Johnson v. United States

McCOLLOCH, District Judge

(dissenting).

Even though it be true, as contended by counsel, that the modern decisions grant the unreviewable right to the Interstate Commerce Commission to interpret and apply the Motor Carrier Act to concrete situations, it does not follow that the Commission may exercise such power, judicial in nature, in a distinctly unjudicial manner. The statute gives “grandfather rights” to an applicant “if any such carrier or predecessor in interest was in bona fide operation as a common carrier by motor vehicle on June 1, 1935, * * * and has so operated since that time”. More than five years after the grandfather date the Commission ruled that, because for a period of four months (February-June, 1937), the first of applicant’s two predecessors in interest did not, in the opinion of the Commission, maintain his status as a common carrier, applicant was not entitled to a permit. In arriving at its decision, the Commission said it need not, and therefore did not, give any consideration to the carriers’ operations either before or after the named period in 1937.

Whether an applicant and his predecessors have maintained bona fide status as a common carrier over a period of time is not to be determined by finding a flaw in the chain of operating title and then stopping there.
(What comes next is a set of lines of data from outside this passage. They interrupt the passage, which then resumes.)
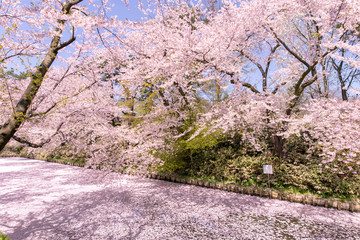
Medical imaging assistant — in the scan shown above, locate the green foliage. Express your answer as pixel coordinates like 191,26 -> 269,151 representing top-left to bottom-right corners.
162,132 -> 360,198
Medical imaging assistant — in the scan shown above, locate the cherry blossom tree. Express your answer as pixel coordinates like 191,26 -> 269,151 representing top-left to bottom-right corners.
0,0 -> 116,150
1,0 -> 360,174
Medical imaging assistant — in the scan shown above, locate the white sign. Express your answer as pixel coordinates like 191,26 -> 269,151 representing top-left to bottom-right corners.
263,165 -> 273,174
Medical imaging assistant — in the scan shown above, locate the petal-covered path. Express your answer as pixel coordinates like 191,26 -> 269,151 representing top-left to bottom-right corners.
0,158 -> 360,240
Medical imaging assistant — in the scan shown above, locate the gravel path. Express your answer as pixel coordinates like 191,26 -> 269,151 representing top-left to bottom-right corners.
0,158 -> 360,240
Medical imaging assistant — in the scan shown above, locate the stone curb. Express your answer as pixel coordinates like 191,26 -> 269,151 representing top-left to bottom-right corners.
7,159 -> 360,212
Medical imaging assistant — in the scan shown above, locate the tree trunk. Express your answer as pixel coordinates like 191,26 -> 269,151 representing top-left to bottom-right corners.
0,0 -> 82,152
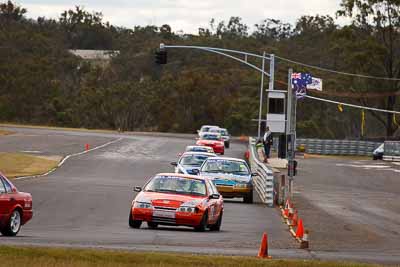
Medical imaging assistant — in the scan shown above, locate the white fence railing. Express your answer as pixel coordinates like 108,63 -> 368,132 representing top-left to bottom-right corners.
249,138 -> 274,207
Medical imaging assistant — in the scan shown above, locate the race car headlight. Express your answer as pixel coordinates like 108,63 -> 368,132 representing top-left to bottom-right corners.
178,206 -> 198,213
177,201 -> 199,213
235,183 -> 250,188
133,201 -> 153,209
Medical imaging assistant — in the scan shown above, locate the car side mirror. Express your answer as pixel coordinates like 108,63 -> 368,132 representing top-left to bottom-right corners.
209,194 -> 220,199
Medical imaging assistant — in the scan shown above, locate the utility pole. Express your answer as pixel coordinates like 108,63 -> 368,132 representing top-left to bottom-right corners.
286,69 -> 297,199
256,51 -> 265,139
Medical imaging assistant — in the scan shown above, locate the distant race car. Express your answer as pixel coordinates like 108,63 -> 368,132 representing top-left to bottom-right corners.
185,146 -> 214,153
129,173 -> 224,231
209,128 -> 231,148
197,125 -> 219,136
171,152 -> 217,175
196,132 -> 225,155
372,143 -> 385,160
200,157 -> 253,203
0,173 -> 32,236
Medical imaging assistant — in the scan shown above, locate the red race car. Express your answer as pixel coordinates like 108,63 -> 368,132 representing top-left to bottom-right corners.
0,173 -> 32,236
196,132 -> 225,155
129,173 -> 224,231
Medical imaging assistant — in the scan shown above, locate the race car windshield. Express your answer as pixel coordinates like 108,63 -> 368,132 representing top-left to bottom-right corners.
179,155 -> 208,166
144,176 -> 207,196
203,134 -> 219,141
187,147 -> 208,152
220,130 -> 228,135
201,159 -> 250,175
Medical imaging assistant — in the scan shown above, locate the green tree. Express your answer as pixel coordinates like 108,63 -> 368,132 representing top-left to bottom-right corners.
338,0 -> 400,137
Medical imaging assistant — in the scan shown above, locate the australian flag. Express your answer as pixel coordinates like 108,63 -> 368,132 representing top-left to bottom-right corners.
292,73 -> 312,98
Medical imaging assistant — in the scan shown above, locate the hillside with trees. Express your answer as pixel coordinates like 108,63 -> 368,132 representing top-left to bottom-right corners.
0,0 -> 400,139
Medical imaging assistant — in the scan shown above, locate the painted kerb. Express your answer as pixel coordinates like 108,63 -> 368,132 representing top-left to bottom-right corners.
249,138 -> 274,207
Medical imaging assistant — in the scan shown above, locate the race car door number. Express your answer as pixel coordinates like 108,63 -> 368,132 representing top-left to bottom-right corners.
153,210 -> 175,219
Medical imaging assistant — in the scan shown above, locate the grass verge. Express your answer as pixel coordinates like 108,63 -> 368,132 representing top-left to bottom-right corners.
0,152 -> 60,178
0,246 -> 379,267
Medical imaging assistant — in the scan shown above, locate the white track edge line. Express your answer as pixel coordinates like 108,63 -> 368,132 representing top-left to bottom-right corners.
13,137 -> 123,180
Neither a title examiner nor a court in passing on title to real property would stop at a single flaw, and say, as the Commission said here, we need look no farther, we adjudge the title bad, what has *192gone before or after is of no consequence. On the contrary, a defect in chain of title to real property would be appraised in its whole setting. So here, the claim of right to a permit under the Motor Carrier Act should have been determined on the basis of the full five years’ operation, not solely on the basis of a selected few months. Analogies in the law could be multiplied where determination of status is involved. I would not expect any court in assessing conduct to hold that, because a suitor had done a particular thing that was bad, he was not entitled to have the good in his conduct considered and balanced against the bad.
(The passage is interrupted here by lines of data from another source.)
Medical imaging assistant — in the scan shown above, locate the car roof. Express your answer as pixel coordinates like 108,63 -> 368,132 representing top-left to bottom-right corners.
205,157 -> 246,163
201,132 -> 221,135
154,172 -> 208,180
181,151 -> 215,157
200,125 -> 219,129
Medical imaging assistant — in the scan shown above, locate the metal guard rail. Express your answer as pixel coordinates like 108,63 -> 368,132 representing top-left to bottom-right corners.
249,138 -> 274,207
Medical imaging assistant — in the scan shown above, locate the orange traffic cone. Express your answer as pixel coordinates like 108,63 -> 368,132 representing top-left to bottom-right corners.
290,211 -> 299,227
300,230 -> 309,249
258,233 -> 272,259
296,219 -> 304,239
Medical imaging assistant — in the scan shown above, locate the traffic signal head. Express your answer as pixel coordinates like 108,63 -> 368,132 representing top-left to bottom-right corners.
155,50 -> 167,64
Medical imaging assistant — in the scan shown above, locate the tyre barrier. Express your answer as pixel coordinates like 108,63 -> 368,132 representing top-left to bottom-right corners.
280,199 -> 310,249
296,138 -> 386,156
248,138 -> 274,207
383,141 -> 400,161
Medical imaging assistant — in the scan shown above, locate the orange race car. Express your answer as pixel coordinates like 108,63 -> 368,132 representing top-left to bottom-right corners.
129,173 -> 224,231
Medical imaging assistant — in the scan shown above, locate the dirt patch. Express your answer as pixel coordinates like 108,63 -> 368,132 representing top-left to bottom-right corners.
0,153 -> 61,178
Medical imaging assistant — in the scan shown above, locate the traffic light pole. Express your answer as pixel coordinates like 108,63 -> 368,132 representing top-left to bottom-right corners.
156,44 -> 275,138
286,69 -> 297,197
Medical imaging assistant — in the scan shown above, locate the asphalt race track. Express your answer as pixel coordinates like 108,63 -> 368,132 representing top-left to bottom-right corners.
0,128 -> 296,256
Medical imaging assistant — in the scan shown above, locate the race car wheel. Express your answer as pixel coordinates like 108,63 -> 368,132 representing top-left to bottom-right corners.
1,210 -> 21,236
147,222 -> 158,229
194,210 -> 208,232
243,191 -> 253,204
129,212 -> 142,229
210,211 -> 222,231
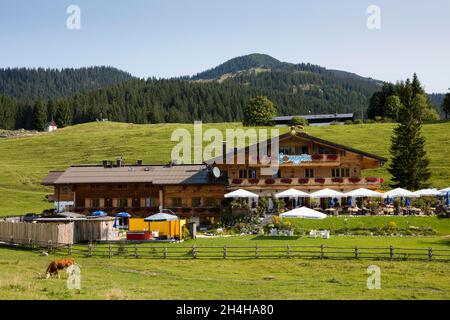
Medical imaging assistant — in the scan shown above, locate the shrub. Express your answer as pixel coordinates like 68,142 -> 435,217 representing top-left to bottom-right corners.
248,178 -> 259,184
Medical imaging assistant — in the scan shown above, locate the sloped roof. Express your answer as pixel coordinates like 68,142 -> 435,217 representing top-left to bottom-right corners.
43,164 -> 218,185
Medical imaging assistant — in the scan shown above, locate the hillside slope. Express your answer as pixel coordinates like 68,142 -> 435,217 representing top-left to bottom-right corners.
0,122 -> 450,215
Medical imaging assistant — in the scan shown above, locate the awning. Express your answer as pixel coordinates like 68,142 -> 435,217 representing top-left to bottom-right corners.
345,188 -> 383,198
275,189 -> 310,198
310,188 -> 346,198
144,212 -> 179,222
225,189 -> 259,198
414,189 -> 441,197
383,188 -> 418,198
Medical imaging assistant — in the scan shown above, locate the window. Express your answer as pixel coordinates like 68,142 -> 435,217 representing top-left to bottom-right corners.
331,168 -> 350,178
145,198 -> 155,208
206,197 -> 216,207
239,170 -> 247,179
172,198 -> 181,208
248,169 -> 256,179
90,199 -> 100,208
305,169 -> 314,178
192,197 -> 202,208
119,198 -> 128,208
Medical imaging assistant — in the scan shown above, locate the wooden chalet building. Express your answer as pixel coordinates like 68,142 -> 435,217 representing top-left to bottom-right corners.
43,132 -> 387,223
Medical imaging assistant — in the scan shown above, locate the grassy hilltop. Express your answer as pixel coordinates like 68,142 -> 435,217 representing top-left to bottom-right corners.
0,122 -> 450,215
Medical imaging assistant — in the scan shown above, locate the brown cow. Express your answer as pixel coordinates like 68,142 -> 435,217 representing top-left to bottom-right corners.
46,258 -> 75,279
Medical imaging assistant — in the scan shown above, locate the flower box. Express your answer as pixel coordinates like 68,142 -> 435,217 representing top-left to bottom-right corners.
248,178 -> 259,184
311,153 -> 323,160
348,177 -> 361,183
327,154 -> 338,161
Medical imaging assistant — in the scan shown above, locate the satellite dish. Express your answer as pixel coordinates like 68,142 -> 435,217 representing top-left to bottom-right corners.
213,167 -> 220,178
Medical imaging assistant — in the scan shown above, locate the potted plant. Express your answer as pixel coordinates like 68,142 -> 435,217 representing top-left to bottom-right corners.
314,178 -> 325,184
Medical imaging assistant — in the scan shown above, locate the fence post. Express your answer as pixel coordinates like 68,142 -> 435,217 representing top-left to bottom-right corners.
88,242 -> 92,257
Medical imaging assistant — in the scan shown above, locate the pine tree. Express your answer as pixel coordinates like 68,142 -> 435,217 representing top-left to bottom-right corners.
442,89 -> 450,118
388,81 -> 431,190
55,100 -> 72,128
33,100 -> 47,131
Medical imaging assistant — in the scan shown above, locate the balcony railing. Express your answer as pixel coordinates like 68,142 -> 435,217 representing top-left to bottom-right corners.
228,177 -> 384,187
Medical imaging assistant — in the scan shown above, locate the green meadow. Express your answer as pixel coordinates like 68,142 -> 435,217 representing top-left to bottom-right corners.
0,122 -> 450,216
0,232 -> 450,300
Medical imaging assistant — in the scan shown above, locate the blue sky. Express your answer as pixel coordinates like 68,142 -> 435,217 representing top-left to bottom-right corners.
0,0 -> 450,92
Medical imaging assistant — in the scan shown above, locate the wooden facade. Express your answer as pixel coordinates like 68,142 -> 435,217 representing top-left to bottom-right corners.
44,129 -> 387,222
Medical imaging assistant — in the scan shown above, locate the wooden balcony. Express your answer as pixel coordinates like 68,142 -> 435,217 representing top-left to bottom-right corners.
249,154 -> 341,167
228,177 -> 384,189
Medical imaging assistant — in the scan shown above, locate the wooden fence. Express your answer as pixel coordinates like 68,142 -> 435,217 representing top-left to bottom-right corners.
61,244 -> 450,261
0,222 -> 74,247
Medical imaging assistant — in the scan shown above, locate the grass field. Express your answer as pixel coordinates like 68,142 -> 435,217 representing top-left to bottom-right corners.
0,122 -> 450,215
0,232 -> 450,300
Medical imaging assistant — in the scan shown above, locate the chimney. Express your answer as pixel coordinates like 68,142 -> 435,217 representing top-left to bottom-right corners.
222,141 -> 227,163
The Motor Carrier Act, as I said in Maher v. United States, D.C., 23 F.Supp. 810, 818; Id., 307 U.S. 148, 59 S.Ct. 768, 83 L. Ed. 1162, affects the welfare of many small operators and should not be interpreted so strictly that slight deviation from perfect conduct works a loss of status.

I feel that the case should be remanded to the Commission for consideration of the full time of operation in determining whether there was bona fide common carrier operation subsequent to the grandfather date and to the date of hearing.